The most prominent proponent of using eminent domain to restructure underwater mortgages is Professor Robert C. Hockett of Cornell University, who has proposed using eminent domain to purchase and restructure these loans in an article detailing one such proposal for San Bernardino County in California. You can see a commentary on his proposal by Yale economist Robert J. Schiller in The New York Times here. Proposals such as Professor Hockett’s involve condemnation and purchase of the mortgage loans themselves, but not the houses that secure them, by municipalities, either on their own or in partnership with private investors or other municipalities. The owner of the condemned mortgage receives “just compensation” for the mortgage, but loses its ownership interest. The mortgage is then written down to a level where the homeowner can pay it off with a refinanced loan, or written down and held by the municipality. San Bernardino County, joining with several other cities, has created a Joint Powers Authority to investigate, oversee and implement such a program. Chicago also has considered such a use of eminent domain.
The legal justifications offered for these proposals do not include any particularly special application of eminent domain. Professor Hockett’s article provides an overview of eminent domain and its application to government seizures of properties other than land, with some authority dating to 1625. Eminent domain is a government’s right to use, or even alienate or destroy, private property for the public good, so long as the government offers just compensation to the owner. Its application is not limited to particular forms of property, and, in our federal system, this power may be applied by either the federal government, the states, or, if the power is delegated by the states, by municipalities. Professor Hockett argues that, given the substantial negative effects on localities of large numbers of homeowners being obligated on underwater mortgages, the exercise of eminent domain by municipalities is a valid exercise of municipal police power. Given that, through the securitized mortgage market, debt holders nationwide may hold ownership interests in mortgages a municipality seeks to condemn, however, one might question whether states and municipalities have jurisdiction to exercise that police power against out of state entities to condemn property rights and whether such a power should be exercisable by the federal government only. Professor Hockett argues that established doctrines of due process and jurisdiction have long provided mechanisms for states to exercise jurisdiction over mortgage debts. The arguments for and against the constitutional validity of such a use of eminent domain are beyond the scope of this entry, however.

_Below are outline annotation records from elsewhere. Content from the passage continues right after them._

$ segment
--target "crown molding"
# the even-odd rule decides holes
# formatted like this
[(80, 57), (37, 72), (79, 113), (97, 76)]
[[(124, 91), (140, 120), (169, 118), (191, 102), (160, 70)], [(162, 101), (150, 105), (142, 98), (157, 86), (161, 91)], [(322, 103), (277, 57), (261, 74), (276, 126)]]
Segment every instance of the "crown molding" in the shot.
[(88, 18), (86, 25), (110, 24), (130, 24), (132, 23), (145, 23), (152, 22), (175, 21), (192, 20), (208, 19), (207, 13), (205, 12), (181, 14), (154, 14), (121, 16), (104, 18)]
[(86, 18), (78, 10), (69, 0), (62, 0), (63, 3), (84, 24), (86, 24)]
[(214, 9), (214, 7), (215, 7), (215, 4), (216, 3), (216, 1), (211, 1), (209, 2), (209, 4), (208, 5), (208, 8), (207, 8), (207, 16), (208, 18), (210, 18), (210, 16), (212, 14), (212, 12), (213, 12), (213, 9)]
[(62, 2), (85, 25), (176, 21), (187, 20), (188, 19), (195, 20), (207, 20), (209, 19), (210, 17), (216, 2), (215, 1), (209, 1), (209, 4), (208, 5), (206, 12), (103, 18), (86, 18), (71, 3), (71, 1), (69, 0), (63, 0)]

One can think of numerous disturbing applications for an eminent domain power to condemn forms of property other than real property. While the just compensation requirement will check many abuses, there is also bound to be tremendous political resistance to resolving public problems through the use of this extraordinary power. In fact, just this sort of resistance has emerged in response to these proposals. A bill pending in the House of Representatives would penalize municipalities exercising a power of eminent domain to condemn mortgages by forbidding certain government and government-sponsored entities from purchasing, insuring and guaranteeing mortgages in municipalities that have used the power. Last year, the Federal Housing Finance Agency, the overseer for Fannie Mae and Freddie Mac, solicited comments (which you can see here) on how to address proposals to use eminent domain to condemn mortgages, citing, among other concerns, constitutional, consumer protection, valuation, credit market and implementation concerns. Moreover, the financial services industry has the ability to choose not to lend money in localities with laws or practices judged to increase credit risk, and, industry groups, such as SIFMA, have been active in opposing eminent domain proposals.
All of these actions have the potential to lessen access to credit for new buyers in these markets, make refinancing harder, depress prices, and therefore inflict exactly the kinds of damage that the condemnation programs are trying to fix. It remains to be seen whether municipalities will decide that local economic damage from underwater mortgages, or from a drip, drip, drip of residential foreclosures is severe enough to proceed in the face of these pressures, as well as any litigation challenging these uses of eminent domain. Similarly, a municipal threat of using eminent domain may speed the response by other actors to address underwater mortgages in particular localities, either through speedier foreclosures or loan restructuring, allowing the issue to discretely slip away.
Sara Coelho is an Associate at Weil Gotshal & Manges, LLP in New York.